This project will deal with extracting and gathering information about the behaviour/ bad work (corresponding to predefined adjectives ) of a leader/ representative by constantly scraping news website.
We have converted the output to a JSON file.
sudo pip install requirements.txt
I have scraped Times Of India Website specially for this purpose.
This dataset have the details of the scrapped article. We have to scrap the text and get the names. Then we have to match the details of the adjective with the matched names that is got.

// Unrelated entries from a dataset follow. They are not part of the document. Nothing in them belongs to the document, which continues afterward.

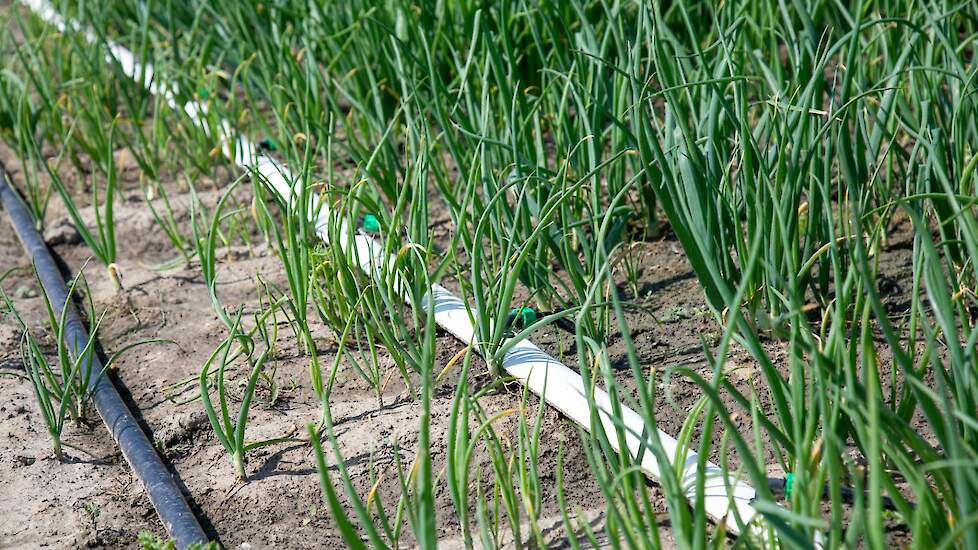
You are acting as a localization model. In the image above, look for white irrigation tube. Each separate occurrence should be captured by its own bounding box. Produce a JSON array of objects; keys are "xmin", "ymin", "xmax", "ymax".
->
[{"xmin": 17, "ymin": 0, "xmax": 766, "ymax": 537}]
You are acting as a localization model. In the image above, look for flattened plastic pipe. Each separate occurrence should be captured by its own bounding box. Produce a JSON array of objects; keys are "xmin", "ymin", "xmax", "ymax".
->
[
  {"xmin": 25, "ymin": 0, "xmax": 765, "ymax": 536},
  {"xmin": 0, "ymin": 168, "xmax": 207, "ymax": 548}
]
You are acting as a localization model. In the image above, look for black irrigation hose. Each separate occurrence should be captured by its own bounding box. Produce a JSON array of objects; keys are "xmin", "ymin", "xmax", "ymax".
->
[{"xmin": 0, "ymin": 167, "xmax": 207, "ymax": 548}]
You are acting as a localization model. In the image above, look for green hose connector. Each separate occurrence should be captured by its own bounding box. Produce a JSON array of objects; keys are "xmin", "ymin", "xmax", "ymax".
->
[
  {"xmin": 506, "ymin": 307, "xmax": 537, "ymax": 330},
  {"xmin": 363, "ymin": 214, "xmax": 380, "ymax": 233}
]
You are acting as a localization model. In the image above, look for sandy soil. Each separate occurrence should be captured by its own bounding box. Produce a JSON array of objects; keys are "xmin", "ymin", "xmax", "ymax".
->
[{"xmin": 0, "ymin": 136, "xmax": 909, "ymax": 548}]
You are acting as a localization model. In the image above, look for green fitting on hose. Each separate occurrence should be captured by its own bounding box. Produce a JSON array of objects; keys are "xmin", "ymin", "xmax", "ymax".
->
[
  {"xmin": 363, "ymin": 214, "xmax": 380, "ymax": 232},
  {"xmin": 506, "ymin": 307, "xmax": 537, "ymax": 329}
]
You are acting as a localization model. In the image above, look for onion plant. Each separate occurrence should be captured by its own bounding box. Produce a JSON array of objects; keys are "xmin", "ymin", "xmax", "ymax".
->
[
  {"xmin": 198, "ymin": 304, "xmax": 290, "ymax": 480},
  {"xmin": 0, "ymin": 268, "xmax": 166, "ymax": 461}
]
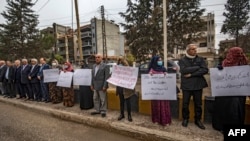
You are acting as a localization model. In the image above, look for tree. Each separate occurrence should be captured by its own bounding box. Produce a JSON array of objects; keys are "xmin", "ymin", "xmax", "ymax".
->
[
  {"xmin": 0, "ymin": 0, "xmax": 41, "ymax": 59},
  {"xmin": 221, "ymin": 0, "xmax": 250, "ymax": 46},
  {"xmin": 120, "ymin": 0, "xmax": 205, "ymax": 61}
]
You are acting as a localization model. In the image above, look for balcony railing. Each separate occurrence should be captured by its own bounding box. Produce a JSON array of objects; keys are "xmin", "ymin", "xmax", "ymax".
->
[{"xmin": 81, "ymin": 32, "xmax": 92, "ymax": 38}]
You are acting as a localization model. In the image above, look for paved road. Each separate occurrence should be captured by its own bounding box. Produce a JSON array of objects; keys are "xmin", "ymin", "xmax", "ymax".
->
[{"xmin": 0, "ymin": 103, "xmax": 139, "ymax": 141}]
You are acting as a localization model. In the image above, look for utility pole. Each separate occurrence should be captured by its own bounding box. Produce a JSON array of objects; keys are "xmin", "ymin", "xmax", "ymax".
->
[
  {"xmin": 101, "ymin": 5, "xmax": 108, "ymax": 62},
  {"xmin": 72, "ymin": 0, "xmax": 83, "ymax": 60},
  {"xmin": 162, "ymin": 0, "xmax": 168, "ymax": 68}
]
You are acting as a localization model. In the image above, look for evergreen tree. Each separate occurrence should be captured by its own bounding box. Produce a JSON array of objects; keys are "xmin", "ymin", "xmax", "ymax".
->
[
  {"xmin": 0, "ymin": 0, "xmax": 40, "ymax": 59},
  {"xmin": 120, "ymin": 0, "xmax": 205, "ymax": 61},
  {"xmin": 221, "ymin": 0, "xmax": 250, "ymax": 46}
]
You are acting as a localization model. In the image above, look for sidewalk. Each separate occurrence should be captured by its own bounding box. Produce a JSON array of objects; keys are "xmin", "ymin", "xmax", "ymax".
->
[{"xmin": 0, "ymin": 96, "xmax": 223, "ymax": 141}]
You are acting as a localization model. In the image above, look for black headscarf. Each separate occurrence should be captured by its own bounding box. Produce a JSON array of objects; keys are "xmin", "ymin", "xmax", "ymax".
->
[{"xmin": 148, "ymin": 56, "xmax": 167, "ymax": 72}]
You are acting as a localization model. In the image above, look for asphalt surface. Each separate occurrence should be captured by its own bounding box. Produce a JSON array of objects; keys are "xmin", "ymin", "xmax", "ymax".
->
[{"xmin": 0, "ymin": 102, "xmax": 139, "ymax": 141}]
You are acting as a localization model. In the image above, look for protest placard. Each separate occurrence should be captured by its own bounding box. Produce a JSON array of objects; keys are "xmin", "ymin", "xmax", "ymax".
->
[
  {"xmin": 73, "ymin": 69, "xmax": 92, "ymax": 86},
  {"xmin": 107, "ymin": 65, "xmax": 138, "ymax": 89},
  {"xmin": 210, "ymin": 65, "xmax": 250, "ymax": 96},
  {"xmin": 56, "ymin": 71, "xmax": 73, "ymax": 88},
  {"xmin": 43, "ymin": 69, "xmax": 59, "ymax": 83},
  {"xmin": 141, "ymin": 74, "xmax": 177, "ymax": 100}
]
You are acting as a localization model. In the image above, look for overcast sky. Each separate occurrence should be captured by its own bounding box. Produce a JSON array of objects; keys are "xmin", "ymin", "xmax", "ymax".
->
[{"xmin": 0, "ymin": 0, "xmax": 227, "ymax": 48}]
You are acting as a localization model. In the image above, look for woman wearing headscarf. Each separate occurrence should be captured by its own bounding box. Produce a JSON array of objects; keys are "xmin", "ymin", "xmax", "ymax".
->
[
  {"xmin": 116, "ymin": 58, "xmax": 134, "ymax": 122},
  {"xmin": 212, "ymin": 47, "xmax": 248, "ymax": 131},
  {"xmin": 62, "ymin": 62, "xmax": 74, "ymax": 107},
  {"xmin": 49, "ymin": 60, "xmax": 62, "ymax": 104},
  {"xmin": 79, "ymin": 61, "xmax": 94, "ymax": 110},
  {"xmin": 149, "ymin": 56, "xmax": 171, "ymax": 126}
]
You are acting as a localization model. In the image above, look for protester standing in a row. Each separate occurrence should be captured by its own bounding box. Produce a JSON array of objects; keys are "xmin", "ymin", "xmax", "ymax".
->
[
  {"xmin": 62, "ymin": 62, "xmax": 74, "ymax": 107},
  {"xmin": 28, "ymin": 58, "xmax": 40, "ymax": 101},
  {"xmin": 79, "ymin": 61, "xmax": 94, "ymax": 109},
  {"xmin": 149, "ymin": 56, "xmax": 171, "ymax": 126},
  {"xmin": 116, "ymin": 58, "xmax": 134, "ymax": 122},
  {"xmin": 3, "ymin": 61, "xmax": 15, "ymax": 98},
  {"xmin": 21, "ymin": 59, "xmax": 32, "ymax": 100},
  {"xmin": 49, "ymin": 60, "xmax": 62, "ymax": 104},
  {"xmin": 91, "ymin": 54, "xmax": 110, "ymax": 117},
  {"xmin": 14, "ymin": 60, "xmax": 23, "ymax": 99},
  {"xmin": 179, "ymin": 44, "xmax": 208, "ymax": 129},
  {"xmin": 0, "ymin": 60, "xmax": 7, "ymax": 95},
  {"xmin": 37, "ymin": 58, "xmax": 50, "ymax": 103},
  {"xmin": 212, "ymin": 47, "xmax": 248, "ymax": 131}
]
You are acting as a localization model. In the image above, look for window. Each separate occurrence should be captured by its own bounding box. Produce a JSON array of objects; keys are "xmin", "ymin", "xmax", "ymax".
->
[{"xmin": 199, "ymin": 42, "xmax": 207, "ymax": 47}]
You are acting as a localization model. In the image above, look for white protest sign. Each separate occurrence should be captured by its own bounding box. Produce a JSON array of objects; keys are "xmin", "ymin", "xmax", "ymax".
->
[
  {"xmin": 141, "ymin": 73, "xmax": 177, "ymax": 100},
  {"xmin": 107, "ymin": 65, "xmax": 138, "ymax": 89},
  {"xmin": 210, "ymin": 65, "xmax": 250, "ymax": 96},
  {"xmin": 73, "ymin": 69, "xmax": 92, "ymax": 86},
  {"xmin": 56, "ymin": 71, "xmax": 73, "ymax": 88},
  {"xmin": 43, "ymin": 69, "xmax": 59, "ymax": 83}
]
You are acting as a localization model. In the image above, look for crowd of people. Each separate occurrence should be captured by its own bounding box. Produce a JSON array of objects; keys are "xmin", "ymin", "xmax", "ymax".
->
[{"xmin": 0, "ymin": 44, "xmax": 248, "ymax": 130}]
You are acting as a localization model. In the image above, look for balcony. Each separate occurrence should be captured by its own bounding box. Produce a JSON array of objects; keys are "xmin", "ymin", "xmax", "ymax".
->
[
  {"xmin": 82, "ymin": 42, "xmax": 92, "ymax": 48},
  {"xmin": 81, "ymin": 31, "xmax": 92, "ymax": 38}
]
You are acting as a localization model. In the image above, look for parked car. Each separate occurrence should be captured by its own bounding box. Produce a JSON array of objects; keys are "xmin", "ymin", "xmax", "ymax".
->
[{"xmin": 139, "ymin": 60, "xmax": 180, "ymax": 79}]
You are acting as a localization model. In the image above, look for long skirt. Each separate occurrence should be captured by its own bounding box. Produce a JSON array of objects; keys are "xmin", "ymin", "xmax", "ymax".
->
[
  {"xmin": 62, "ymin": 86, "xmax": 74, "ymax": 107},
  {"xmin": 212, "ymin": 96, "xmax": 246, "ymax": 131},
  {"xmin": 49, "ymin": 82, "xmax": 62, "ymax": 104},
  {"xmin": 80, "ymin": 86, "xmax": 94, "ymax": 109},
  {"xmin": 151, "ymin": 100, "xmax": 171, "ymax": 126}
]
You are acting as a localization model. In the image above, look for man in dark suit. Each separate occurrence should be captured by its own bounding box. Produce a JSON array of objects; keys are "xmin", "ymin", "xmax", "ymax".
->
[
  {"xmin": 28, "ymin": 58, "xmax": 41, "ymax": 101},
  {"xmin": 37, "ymin": 58, "xmax": 50, "ymax": 103},
  {"xmin": 91, "ymin": 54, "xmax": 110, "ymax": 117},
  {"xmin": 0, "ymin": 60, "xmax": 7, "ymax": 95},
  {"xmin": 21, "ymin": 59, "xmax": 31, "ymax": 100},
  {"xmin": 3, "ymin": 61, "xmax": 14, "ymax": 98},
  {"xmin": 14, "ymin": 60, "xmax": 24, "ymax": 99}
]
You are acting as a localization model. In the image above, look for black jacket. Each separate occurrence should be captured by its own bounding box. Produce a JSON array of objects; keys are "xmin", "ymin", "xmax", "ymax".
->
[
  {"xmin": 179, "ymin": 56, "xmax": 208, "ymax": 90},
  {"xmin": 29, "ymin": 65, "xmax": 40, "ymax": 83},
  {"xmin": 21, "ymin": 65, "xmax": 31, "ymax": 84},
  {"xmin": 14, "ymin": 66, "xmax": 22, "ymax": 83},
  {"xmin": 0, "ymin": 65, "xmax": 7, "ymax": 82}
]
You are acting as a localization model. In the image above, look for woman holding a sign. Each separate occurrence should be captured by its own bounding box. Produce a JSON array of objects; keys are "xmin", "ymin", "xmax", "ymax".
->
[
  {"xmin": 149, "ymin": 56, "xmax": 171, "ymax": 126},
  {"xmin": 212, "ymin": 47, "xmax": 248, "ymax": 131},
  {"xmin": 62, "ymin": 62, "xmax": 74, "ymax": 107},
  {"xmin": 116, "ymin": 58, "xmax": 134, "ymax": 122}
]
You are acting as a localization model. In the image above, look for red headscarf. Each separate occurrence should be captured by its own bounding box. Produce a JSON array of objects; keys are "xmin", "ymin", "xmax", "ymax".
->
[
  {"xmin": 222, "ymin": 47, "xmax": 247, "ymax": 67},
  {"xmin": 63, "ymin": 62, "xmax": 74, "ymax": 72}
]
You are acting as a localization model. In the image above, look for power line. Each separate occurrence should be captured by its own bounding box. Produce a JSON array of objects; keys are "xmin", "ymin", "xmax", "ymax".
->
[{"xmin": 37, "ymin": 0, "xmax": 50, "ymax": 13}]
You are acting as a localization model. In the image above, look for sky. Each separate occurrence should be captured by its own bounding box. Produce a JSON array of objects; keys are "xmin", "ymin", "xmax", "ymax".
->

The dataset is present in the path :
LeaderBehaviour/leaderBehaviour/leaderBehaviour/spiders/newsTOI.sqlite
Scraped names of the members of parliaments in US :
LeaderBehaviour/getUSNames/getUSNames/spiders/getUSNames.json
Scraped the names of the members of parliaments in India :
LeaderBehaviour/getIndianPolNames/getIndianPolNames/spiders/getIndianPolNames.json
* used headers/ user-agent in scrapy.
* need to use proxy/ integrate with Tor to make it completely untraceable.
Possible name extraction from the extracted text :
LeaderBehaviour/leaderBehaviour/leaderBehaviour/spiders/extractNamesTOI.py
LeaderBehaviour/leaderBehaviour/leaderBehaviour/spiders/probable_names_extracted.json
Go to the directory real_shit, then copy the scrapTOI.sqlite, then run *** python get_neg.py***.